So at Strategic Coach, trainers introduce an exercise they call the “retirement trick.” They ask entrepreneur workaholics to envision what tasks they would still do if they were to retire tomorrow, if they were totally free to do only the work activities that they truly enjoy. Most entrepreneurs respond to the exercise by realizing that they would stop coming into the office every day. And if they didn’t have to be there, they would allow a lot of the tasks they do very well to be taken up by their employees–who would likely do them just as well.

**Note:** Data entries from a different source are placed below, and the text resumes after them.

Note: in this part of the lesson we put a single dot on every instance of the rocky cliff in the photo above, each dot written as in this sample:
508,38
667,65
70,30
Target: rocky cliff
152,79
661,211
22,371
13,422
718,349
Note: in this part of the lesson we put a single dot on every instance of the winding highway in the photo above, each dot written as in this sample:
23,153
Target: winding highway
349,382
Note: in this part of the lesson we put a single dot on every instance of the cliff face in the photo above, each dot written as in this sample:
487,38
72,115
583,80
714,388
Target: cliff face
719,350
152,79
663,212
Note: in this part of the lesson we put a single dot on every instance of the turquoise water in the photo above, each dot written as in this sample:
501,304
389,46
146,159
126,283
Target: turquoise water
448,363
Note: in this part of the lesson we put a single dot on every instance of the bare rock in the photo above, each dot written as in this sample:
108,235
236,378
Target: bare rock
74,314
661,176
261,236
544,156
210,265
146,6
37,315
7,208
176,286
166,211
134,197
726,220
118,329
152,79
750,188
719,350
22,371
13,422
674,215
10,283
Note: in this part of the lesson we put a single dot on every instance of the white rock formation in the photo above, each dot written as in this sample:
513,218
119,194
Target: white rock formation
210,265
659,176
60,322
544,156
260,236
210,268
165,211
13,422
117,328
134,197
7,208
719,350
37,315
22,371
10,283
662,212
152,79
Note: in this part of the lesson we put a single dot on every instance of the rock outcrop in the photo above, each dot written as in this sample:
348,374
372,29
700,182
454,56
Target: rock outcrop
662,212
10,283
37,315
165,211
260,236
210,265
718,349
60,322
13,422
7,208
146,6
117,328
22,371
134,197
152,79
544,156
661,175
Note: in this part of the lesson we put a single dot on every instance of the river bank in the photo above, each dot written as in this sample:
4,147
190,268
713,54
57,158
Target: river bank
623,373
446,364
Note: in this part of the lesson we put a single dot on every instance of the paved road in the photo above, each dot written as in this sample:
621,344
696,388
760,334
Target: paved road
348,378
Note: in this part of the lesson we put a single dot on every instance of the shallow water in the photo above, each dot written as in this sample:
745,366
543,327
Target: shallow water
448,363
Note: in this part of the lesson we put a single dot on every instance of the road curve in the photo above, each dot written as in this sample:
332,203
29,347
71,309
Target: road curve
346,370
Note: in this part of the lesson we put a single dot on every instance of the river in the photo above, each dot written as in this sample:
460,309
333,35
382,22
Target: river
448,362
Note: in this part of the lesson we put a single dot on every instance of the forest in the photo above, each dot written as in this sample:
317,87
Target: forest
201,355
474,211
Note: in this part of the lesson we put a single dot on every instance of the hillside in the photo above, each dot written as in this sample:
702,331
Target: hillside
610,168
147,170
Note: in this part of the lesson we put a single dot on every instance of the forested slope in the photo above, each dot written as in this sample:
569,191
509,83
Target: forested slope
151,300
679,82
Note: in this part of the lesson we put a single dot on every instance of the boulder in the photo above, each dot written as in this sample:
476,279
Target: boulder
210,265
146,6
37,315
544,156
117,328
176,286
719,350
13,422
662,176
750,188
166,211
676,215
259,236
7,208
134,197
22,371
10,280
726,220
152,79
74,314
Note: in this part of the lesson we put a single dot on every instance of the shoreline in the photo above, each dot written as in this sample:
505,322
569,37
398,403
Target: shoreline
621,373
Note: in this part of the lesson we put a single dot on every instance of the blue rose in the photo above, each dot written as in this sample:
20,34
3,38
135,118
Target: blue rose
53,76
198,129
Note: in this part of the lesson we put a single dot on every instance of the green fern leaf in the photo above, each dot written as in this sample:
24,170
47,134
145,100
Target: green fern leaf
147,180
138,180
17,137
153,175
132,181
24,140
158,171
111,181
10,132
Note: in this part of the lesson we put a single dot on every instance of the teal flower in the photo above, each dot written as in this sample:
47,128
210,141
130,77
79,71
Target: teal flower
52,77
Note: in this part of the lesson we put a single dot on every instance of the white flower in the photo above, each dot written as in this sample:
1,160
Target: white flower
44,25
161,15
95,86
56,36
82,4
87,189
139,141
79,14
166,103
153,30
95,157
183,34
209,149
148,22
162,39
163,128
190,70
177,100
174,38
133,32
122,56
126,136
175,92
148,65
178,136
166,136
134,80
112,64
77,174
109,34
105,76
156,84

In Business Brilliant, I profile Stanley Doobin, the head of a privately-owned maintenance company called Harvard Maintenance, who used the retirement trick to break his habit of working 14-hour days, seven days a week. Despite his background in accounting, he’s since pried himself away from his company’s day-to-day financial details. Now he spends half his time recruiting new executives and prospecting for new clients, the two activities he enjoys the most, which also happen to provide the business with the greatest value. His company has grown faster than ever thanks in part to his new work habits, and for the first time he was able to take a two-week vacation without a phone call or even an email to the office.
According to Dan Sullivan, lots of high-performing entrepreneurs reach what he calls their “ceiling of complexity” without ever realizing it. (And since they’re in charge, no one will tell them!) When you hit that ceiling, no amount of extra effort at what you do best will get you better results. Unless you break with your winning game and start delegating tasks you would normally trust only to yourself, you’re doomed to keep running in place, headed for burnout.
With the stakes that high, it seems like undoubtedly you should try and play the retirement trick yourself, or get help with some coaching. What would you be doing today if you only did the parts of your job you really enjoyed? And which of today’s tasks did you keep for yourself solely because you don’t want to trust anyone else to do them? These are important questions for you to ask yourself. You pride yourself on being a master of risk and reward. But, to paraphrase Dan Sullivan, are you willing to risk giving up everything you don’t want, in order to have everything that you do want as your reward?